The declamatory and sensational preacher gathers around him only a particular class. It is a class marked by defects that require to be removed rather than strengthened. They are commonly the same defects which the preacher has himself. Like priest, like people. He abhors doctrine and they abhor it. He talks metaphors, relates anecdotes, and raises laughter, and they like metaphors, anecdotes, and laughter. He favors loose and easy-going ethics, and they enjoy the same. In this way the preacher speedily becomes the "great man" of his congregation and then

"Like Cato gives his little senate laws,
And sits attentive to his own applause."​

The injurious effect of notoriety upon the individual himself who is so unfortunate as to have it is manifold. It is almost fatal to personal piety. The devout and saintly men in the history of the Church have not been local celebrities. No deep and pure character is formed under the intoxicating stimulus of a crowd of partisans. On the contrary, infirm virtue, sad lapses, and great scandals are apt to come in connection with such influences. The effect upon the preacher in puffing him up with self-conceit is remarkable.

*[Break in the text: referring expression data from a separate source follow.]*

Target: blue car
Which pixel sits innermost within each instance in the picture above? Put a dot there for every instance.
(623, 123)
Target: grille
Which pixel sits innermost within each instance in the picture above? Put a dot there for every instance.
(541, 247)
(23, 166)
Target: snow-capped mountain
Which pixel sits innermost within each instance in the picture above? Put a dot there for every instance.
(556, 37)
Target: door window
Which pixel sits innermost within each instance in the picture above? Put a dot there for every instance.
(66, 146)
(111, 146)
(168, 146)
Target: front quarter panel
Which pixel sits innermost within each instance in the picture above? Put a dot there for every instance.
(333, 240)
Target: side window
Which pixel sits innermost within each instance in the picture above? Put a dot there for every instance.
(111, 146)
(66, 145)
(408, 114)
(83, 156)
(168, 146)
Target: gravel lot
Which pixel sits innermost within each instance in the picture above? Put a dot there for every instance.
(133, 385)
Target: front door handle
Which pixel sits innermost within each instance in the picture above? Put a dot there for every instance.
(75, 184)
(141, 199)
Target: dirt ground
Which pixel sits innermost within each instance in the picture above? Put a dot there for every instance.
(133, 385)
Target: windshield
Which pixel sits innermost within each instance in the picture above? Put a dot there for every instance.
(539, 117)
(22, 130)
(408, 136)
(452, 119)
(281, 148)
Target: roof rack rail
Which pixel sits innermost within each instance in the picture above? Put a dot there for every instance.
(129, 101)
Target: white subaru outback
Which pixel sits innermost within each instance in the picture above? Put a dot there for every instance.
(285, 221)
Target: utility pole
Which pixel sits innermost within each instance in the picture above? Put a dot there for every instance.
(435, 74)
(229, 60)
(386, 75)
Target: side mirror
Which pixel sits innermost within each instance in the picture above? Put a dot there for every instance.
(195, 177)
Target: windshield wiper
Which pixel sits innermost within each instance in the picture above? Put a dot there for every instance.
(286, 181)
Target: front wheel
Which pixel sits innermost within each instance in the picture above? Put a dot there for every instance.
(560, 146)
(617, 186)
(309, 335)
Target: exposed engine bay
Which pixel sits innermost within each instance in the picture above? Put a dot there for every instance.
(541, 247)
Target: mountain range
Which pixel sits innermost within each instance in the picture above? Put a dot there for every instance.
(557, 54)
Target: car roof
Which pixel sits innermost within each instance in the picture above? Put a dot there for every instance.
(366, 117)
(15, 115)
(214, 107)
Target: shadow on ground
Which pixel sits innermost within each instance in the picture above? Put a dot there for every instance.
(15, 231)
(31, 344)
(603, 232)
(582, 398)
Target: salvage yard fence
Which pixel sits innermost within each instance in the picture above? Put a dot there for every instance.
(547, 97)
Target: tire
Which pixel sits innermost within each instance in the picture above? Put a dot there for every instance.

It is very difficult for him to think others better than himself, and to condescend to men of low estate (....)
It is a dark day for a church, and it betokens great spiritual decline when the people cease to be content with thoughtful, devout, and scriptural teaching, and clamor for celebrated preachers. The demand will create the supply, and the church will be filled with declaimers and ecclesiastical charlatans. There will be no truly great men produced; and what is far worse no truly good men. There will be abundance of notoriety but no fame; and what is worse no piety. In thus foolishly and wickedly trying to find their life, both the preachers and the people will have lost it.

As it stands, it could be a prophecy of Ted Haggard or an analysis of Joel Osteen. But take out the bit about abhorring doctrine and loose and easy-going ethics and could these warnings not apply to the way some Reformed christians view some of their prominent preachers?